I'm looking forward to our next trip to the States, but my wife has left her very well paying job and times are hard. Maybe I could give up drinking and smoking, eating out, my jeep....
Lloydy ;)
 
You telling me not to love my uncle is very easy, but me feeling that way is another matter....I guess i do not love him now, but i remember how deeply i loved him for my entire childhood, i guess until i spent a weekend with him when i was 15.....i'm pretty sure he raped me that weekend....even thinking about him coming into the bathroom when he knew i was taking a shower, sends cold shivers down my spine.....i've blacked out everything from him entering the room......a few days after i returned home i began sleep-walking and attempted suicide the first time a few weeks later.....but i remember the feelings of love, of adoration i had for my uncle....i actually had forgotten the depth of my feelings for him, but i will never forget now......i know i still care for him even now......i have not seen him in 7-8 years and will probably never see him again......but in many ways, i just kind of pity him.......i realize that if he did those things to me, something similar probably happened to him......all i know is that i could have very easily become a perpetrator back when i was a teenager if not for my inner strength of knowing it was wrong to do that to a little boy, but i was very tempted and came very close......i guess even though i'm not certain i believe in god, i have to thank him for giving me the strength not to abuse that little boy back then.........michaelb
 
Michael
I've been reminded just how close we come to becoming perp's ourselves by a tv programe that had an interview with a pedo, it's scary !!
But that inner strength you talk about must have guided us somehow, and I bet it still does, we've gotten this far haven't we ! :)
Lloydy
 
Michael...

Every minute you are able to fight against an impulse, every day you are able to go on is a victory against your abuser.

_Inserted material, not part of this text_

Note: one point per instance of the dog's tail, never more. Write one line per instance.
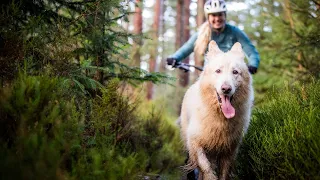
(190, 166)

I can totally understand the mixed feelings regarding love and blame. I asked my sister for my abuse, ultimately, and when she stopped, I didn't want to stop. I loved her and if she loved me, why would she stop showing it? But, you see, she was older and IN CHARGE OF ME, I was her responsibility. She knew it was wrong, and to aleviate her own guilt, she manipulated the situation so I would seem at least at guilty as she was.

Even as I write, I start to fall back into language that seems like it almost shares the guilt.

I hope you can see in my case, as I can in yours, that the perp is the problem, and the perp USED the guise of love to satisfy their own manipulative, thoughtless acts of torture.